The promised Temple to Sane Eating to be erected on the former church site at the corner of Mt. Auburn and Holyoke streets has not materialized, and it appears that the "cafeteria" menace will go unchecked as ever for at least another year. Nor is this failure of the authorities to provide a new Dining Hall much their fault. Undergraduates simply do not seem to wish to return to the club table system which existed in Memorial Hall for fifty years, and to which President Lowell thinks they will return. But 180 men were willing to commit themselves to club tables in the CRIMSON questionnaire. Five hundred are needed to make a new Dining Hall financially successful.
The Union alone can now provide what would be the purpose of the proposed Dining Hall--a balanced diet, eatening liesure in attractive surroundings. If it is far-sighted enough to secure an inspired dietician such an attractive and varied menu as to wean men from the eating machines in which many reputedly ruin their digestions, it will advance the discussed-ad-nausem cause of a civilized eating.
The increased budget for the Union library is gratifying, for the combination to be found there of a complete collection of books at one elbow and an ash tray at the other is as much an aid to civilized study as the restaurant may be to meals.

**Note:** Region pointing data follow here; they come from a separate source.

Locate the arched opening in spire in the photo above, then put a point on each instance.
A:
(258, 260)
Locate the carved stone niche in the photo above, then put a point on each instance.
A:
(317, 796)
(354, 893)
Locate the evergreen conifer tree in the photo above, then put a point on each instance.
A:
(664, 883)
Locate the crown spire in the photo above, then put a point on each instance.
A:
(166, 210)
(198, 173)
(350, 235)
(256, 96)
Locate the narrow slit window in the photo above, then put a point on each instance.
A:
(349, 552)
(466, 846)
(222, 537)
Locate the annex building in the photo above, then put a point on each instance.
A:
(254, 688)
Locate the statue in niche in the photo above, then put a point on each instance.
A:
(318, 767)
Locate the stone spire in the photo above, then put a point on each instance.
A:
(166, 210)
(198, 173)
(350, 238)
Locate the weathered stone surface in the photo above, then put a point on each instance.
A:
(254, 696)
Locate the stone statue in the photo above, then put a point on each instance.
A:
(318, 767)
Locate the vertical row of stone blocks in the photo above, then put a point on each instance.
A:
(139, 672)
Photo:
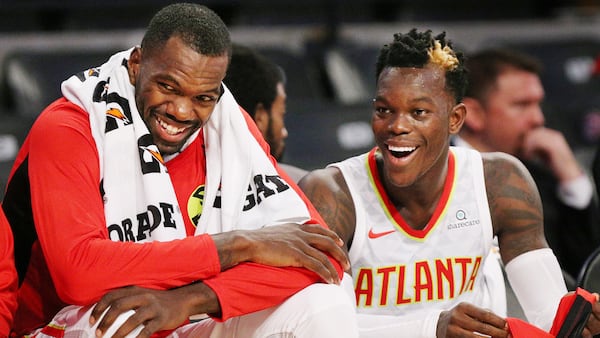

This library its pool and card rooms its fairly attractive furnishings give the Union the facilities to be what it calls itself--a club, rather than a mere allunct of the H. A. A., or a housing for mass meetings. Intelligent direction of the governing board may very possibly make it mean more to a great part of its members than an extra ten dollars on the term bill. Good speakers might aid in bringing them there.